Connor Hellebuyck continued to rewrite the narrative about his career, that he’s only elite in the regular season and is a big-game liability, made 22 saves, his shutout spoiled by Juraj Slafkovsky’s third-period goal.

The Americans have given up eight goals in five games.

Guerin is one step closer to vindication for his much-disputed roster construction. He chose to leave off three of the top four American goal-scorers in the NHL — Dallas’ Jason Robertson, Montreal’s Cole Caufield and Detroit’s Alex DeBrincat — in favor of grittier veterans J.T. Miller and Vincent Trocheck of the New York Rangers. And he left dynamic Montreal defenseman Lane Hutson at home, even passing him over when Florida’s Seth Jones had to pull out of the Olympics with an injury.
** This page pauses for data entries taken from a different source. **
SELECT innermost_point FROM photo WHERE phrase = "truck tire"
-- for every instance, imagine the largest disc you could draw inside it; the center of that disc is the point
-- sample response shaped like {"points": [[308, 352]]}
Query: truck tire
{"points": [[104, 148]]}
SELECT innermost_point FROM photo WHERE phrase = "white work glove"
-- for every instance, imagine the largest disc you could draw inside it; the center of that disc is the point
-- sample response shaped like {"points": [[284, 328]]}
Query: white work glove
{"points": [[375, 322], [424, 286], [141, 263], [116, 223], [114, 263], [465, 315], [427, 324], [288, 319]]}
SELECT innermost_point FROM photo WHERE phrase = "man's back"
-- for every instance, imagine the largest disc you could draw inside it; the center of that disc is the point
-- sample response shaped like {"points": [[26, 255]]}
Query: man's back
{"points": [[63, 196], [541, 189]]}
Offense was hard to come by against Sweden, with the U.S. scoring just once in regulation, but the Americans had plenty of firepower against lesser powers Latvia, Denmark, Germany and Slovakia.

Slovakia now turns its attention to defending its bronze medal in the Beijing Games. While the Americans cruised into the quarterfinal, Slovakia had a wild run — upsetting Finland in the opener, barely holding off Italy, then losing to Sweden but winning the group with a last-minute Dalibor Dvorský goal that gave Slovakia the group win and a bye into the quarters, where they knocked off Germany. Slovakia — with youth, swagger and joy on their side — believed a gold medal was within reach, but a bronze against an NHL-laden field would be a massive achievement.

“Coming into the tournament, seeing the roster, I don’t think anybody believed us,” Sharks rookie Pavol Regenda said after the win over Germany. “And probably neither did we. … In a tournament like this, underdogs can bite really hard, so we are really happy where we are right now. Top four, unbelievable.”